Saat kamu siap merisikokan pendapatan tetap kamu untuk peluang lebih besar (namun bisa juga lebih kecil loh ya), maka kamu boleh menjadi wirausaha. Namun jika kamu lebih memilih aman, maka kamu bisa tetap menanjak karir.
Poin ketiga ini mungkin bukan suka duka, namun ini bisa dijadikan pertimbangan apakah kamu lebih sesuai bekerja atau berbisnis. Pertama-tama, cobalah jawab pertanyaan ini dalam hati, “Apakah kamu dapat membuat hamburger yang lebih baik daripada McDonald’s?”

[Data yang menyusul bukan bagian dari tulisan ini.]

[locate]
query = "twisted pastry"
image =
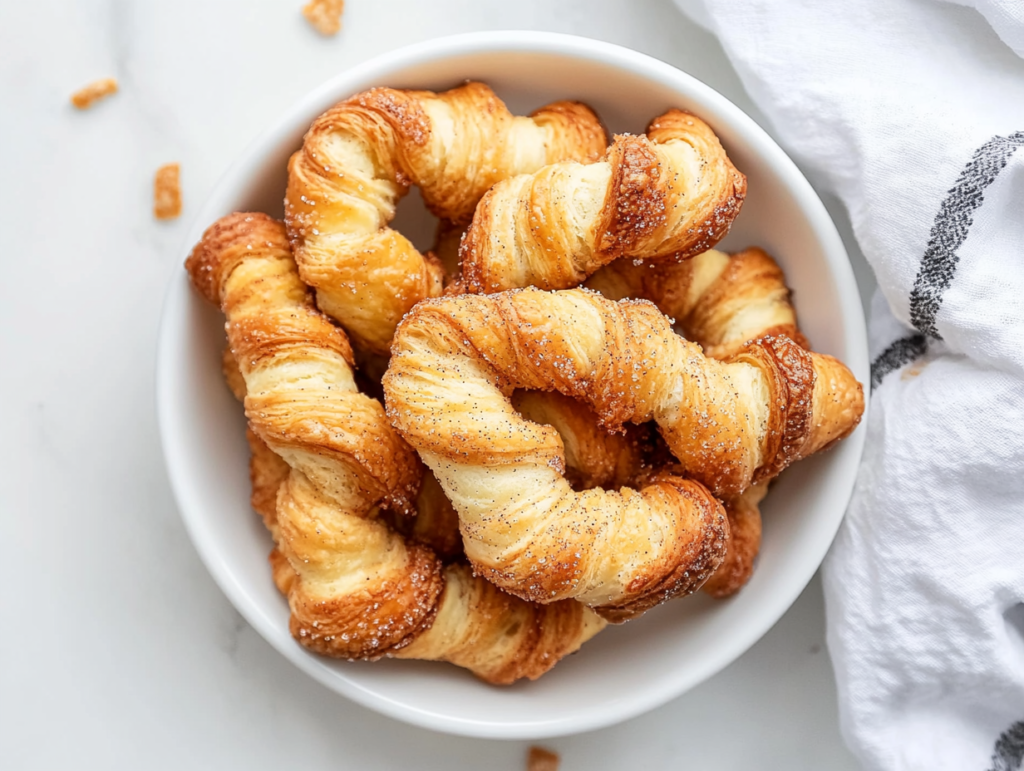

Seorang karyawan umumnya berpikir untuk menghasilkan burger yang lebih baik, sedangkan seorang wirausaha menginginkan sistem bisnis yang lebih baik.
Karyawan cenderung mementingkan kualitas, ia berpikir bahwa dirinya mampu menghasilkan burger yang jauh lebih baik dari McDonald’s tanpa memikirkan bahwa ia takkan mampu menghasilkan ratusan burger per hari jika ia mengerjakan semuanya sendiri.
Sedangkan wirausaha lebih memikirkan bagaimana sistem yang sebaiknya diterapkan agar bisnis tersebut dapat berjalan sendirinya tanpa kehadirannya dan memperoleh kesuksesan lebih daripada McDonald’s.
Jujur saja, sebagai seorang karyawan kita akan selalu takut tersingkir oleh sistem atau seseorang yang lebih baik. Hal ini disebabkan bahwa selamanya karyawan adalah karyawan, yang bisa digantikan atau diberhentikan kapan saja.
Sementara itu, seorang wirausaha tidak perlu takut dirinya dipecat atau digantikan, karena dia adalah bos atas dirinya sendiri. Namun bukan berarti menjadi wirausaha tidak ada ketakutan.
Seorang wirausaha juga akan selalu takut bisnisnya hancur. Dengan demikian, keduanya sama-sama memiliki ancaman. Hanya saja ancamannya berbeda.
Namun jelas bahwa keduanya perlu terus mengembangkan diri agar bisa memberikan yang lebih baik dan meminimalkan ancaman yang menghantuinya.
Pernahkah kamu sebagai seorang karyawan berpikir, “Duh jenuh kerja terus seperti ini. Kalau jadi wirausaha enak ya bisa santai-santai uang mengalir terus.”?
Tapi tahukah kamu, bahwa di saat seorang karyawan memikirkan tanggung jawabnya sebagai pekerja, seorang wirausaha juga memiliki tanggung jawab atas bisnis dan seluruh karyawannya?
Jadi sebenarnya keduanya punya tanggung jawab, hanya saja tanggung jawabnya berbeda. Memang betul wirausaha bisa berlibur dan tetap memperoleh uang, seperti telah diungkapkan pada poin pertama tadi.
Namun bukan berarti ia melepaskan tanggung jawabnya. Dirinya tetap harus bertanggung jawab saat ada masalah dalam perusahaan.
Sementara sebagai karyawan, kamu tidak perlu peduli pada kesuksesan perusahaan dan sesama rekan kerja. Gaji akan tetap kamu terima dengan rutin setiap bulannya.
Di samping banyaknya perbedaan pada wirausaha dan karyawan, sebenarnya tampak bahwa keduanya sama-sama memiliki beban dan kewajiban masing-masing.
Jadi, kamu bisa lebih bijak sebelum memilih untuk bekerja atau berbisnis. Mana yang sesuai dengan preferensimu, apakah menjadi wirausaha vs karyawan, Sisters?